In this code snippet, the table is first populated with the sample data. When this is done, a Scan object is created. Then, both start and end keys for the scan are created. The thing to remember here is that the start key is inclusive, whereas an end key is exclusive. Then it is explicitly specified that the scan will read only coll1 and coll2 columns from the column family famA. Finally, a filter list containing two filters — a custom bounding box filter (Listing 2-9, code file: class BoundingBoxFilter) and a “standard” string comparison filter, provided by HBase — are specified. Once all settings are done, the code creates a ResultScanner, which can be iterated to Get results.
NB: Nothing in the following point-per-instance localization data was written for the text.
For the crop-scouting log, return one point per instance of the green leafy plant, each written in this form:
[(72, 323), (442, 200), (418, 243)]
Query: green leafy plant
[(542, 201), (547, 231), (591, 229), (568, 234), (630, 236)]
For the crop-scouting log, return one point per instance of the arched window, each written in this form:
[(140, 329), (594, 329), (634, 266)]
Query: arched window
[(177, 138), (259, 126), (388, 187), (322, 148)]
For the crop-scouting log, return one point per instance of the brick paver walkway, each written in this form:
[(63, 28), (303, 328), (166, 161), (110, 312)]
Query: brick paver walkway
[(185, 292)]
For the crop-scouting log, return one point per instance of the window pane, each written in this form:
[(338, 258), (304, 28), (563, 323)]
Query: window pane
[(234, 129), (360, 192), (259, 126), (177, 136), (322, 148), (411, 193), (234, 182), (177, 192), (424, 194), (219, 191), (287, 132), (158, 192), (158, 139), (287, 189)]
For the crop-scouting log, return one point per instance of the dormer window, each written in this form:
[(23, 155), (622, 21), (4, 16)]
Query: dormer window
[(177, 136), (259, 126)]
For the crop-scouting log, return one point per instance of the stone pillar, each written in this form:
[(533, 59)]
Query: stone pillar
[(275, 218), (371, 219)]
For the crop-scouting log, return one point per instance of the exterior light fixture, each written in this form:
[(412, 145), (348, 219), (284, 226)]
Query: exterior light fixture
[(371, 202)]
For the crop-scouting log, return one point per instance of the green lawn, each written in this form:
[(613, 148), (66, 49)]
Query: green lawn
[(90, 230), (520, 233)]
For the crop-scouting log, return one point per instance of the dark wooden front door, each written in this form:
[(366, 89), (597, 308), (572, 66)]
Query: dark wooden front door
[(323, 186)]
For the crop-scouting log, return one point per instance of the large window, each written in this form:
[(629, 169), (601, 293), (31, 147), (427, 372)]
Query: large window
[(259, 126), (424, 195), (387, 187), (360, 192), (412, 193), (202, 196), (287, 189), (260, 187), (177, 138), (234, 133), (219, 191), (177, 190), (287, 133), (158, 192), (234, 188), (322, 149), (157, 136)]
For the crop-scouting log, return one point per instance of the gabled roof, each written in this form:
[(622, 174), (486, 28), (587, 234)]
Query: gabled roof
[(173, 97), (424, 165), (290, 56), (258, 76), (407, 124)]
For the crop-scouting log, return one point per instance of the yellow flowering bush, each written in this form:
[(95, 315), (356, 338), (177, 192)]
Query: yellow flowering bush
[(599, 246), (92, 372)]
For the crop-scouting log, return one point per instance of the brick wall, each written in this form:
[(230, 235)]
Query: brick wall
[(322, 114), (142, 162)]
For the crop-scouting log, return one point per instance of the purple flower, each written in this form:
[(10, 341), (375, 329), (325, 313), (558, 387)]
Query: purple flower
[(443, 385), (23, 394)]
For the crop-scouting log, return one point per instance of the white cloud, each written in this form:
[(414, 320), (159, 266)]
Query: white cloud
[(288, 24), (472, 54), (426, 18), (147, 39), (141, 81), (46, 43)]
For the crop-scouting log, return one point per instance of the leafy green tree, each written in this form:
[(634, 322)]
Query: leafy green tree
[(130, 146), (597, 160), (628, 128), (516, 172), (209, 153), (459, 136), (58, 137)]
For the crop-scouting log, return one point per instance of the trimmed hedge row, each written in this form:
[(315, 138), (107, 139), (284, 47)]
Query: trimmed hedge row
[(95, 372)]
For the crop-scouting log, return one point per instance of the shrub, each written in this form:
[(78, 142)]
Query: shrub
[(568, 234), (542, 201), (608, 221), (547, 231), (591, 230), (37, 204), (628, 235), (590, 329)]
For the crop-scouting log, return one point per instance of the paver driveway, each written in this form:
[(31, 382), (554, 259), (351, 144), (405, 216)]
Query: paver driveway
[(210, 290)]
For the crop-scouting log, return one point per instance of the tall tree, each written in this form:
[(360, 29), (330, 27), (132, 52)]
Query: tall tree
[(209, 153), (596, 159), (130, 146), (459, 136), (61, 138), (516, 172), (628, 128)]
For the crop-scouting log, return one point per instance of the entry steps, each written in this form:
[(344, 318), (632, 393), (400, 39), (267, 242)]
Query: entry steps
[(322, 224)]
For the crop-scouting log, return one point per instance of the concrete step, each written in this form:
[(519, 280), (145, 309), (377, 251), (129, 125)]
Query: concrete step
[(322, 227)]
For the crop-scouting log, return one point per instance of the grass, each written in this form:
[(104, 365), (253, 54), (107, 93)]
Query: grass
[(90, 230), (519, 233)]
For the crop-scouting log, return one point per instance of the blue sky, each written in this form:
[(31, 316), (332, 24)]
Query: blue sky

LISTING 2-9: Bounding box filter implementation

public class BoundingBoxFilter extends WritableByteArrayComparable{
 
     private BoundingBox _bb;
     public BoundingBoxFilter(){}
 
     public BoundingBoxFilter(byte [] value) throws Exception{
          
          this(Bytes.toString(value));
     }
          
     public BoundingBoxFilter(String v) throws Exception{               
          _bb = stringToBB(v);
     }
          
     private BoundingBox stringToBB(String v)throws Exception{
 
          ...............................................................................
     }
 
     @Override
     public void readFields(DataInput in) throws IOException {
 
          String data = new String(Bytes.readByteArray(in));
          try {
               _bb = stringToBB(data);
          } catch (Exception e) {
               throw new IOException(e);
          }
     }
     
     private Point bytesToPoint(byte[] bytes){
          
          .................................................................................................
     }
 
     @Override
     public void write(DataOutput out) throws IOException {
 
          String value = null;
          if(_bb != null)
               value = _bb.getLowerLeft().getLatitude() + ","  + 
                    _bb.getLowerLeft().getLongitude() + 
               "," + _bb.getUpperRight().getLatitude() + ","  + 
                    _bb.getUpperRight().getLongitude();
          else
               value = "no bb";
          Bytes.writeByteArray(out, value.getBytes());
     }
 
     @Override
     public int compareTo(byte[] bytes) {
 
          Point point = bytesToPoint(bytes);
          return _bb.contains(point) ? 0 : 1;
     }
}

NOTE As shown here, HBase reads can be implemented using Get, multi Get, and Scans. Get is used only if there is truly a single row to be read from the table at a time. Preferred implementations are multi Get and Scan. When using Scan, setting a cache value using scan.setCaching(HBASECASHING) (where HBASECASHING specifies the number of rows to cache) can significantly increase performance. The size of caching depends significantly on the processing that is done on the data. Timeouts can result (for example, UnknownScannerException) if it takes longer to process a batch of records before the client goes back to the region server for the next set of data. If data is processed quickly, the caching can be set higher.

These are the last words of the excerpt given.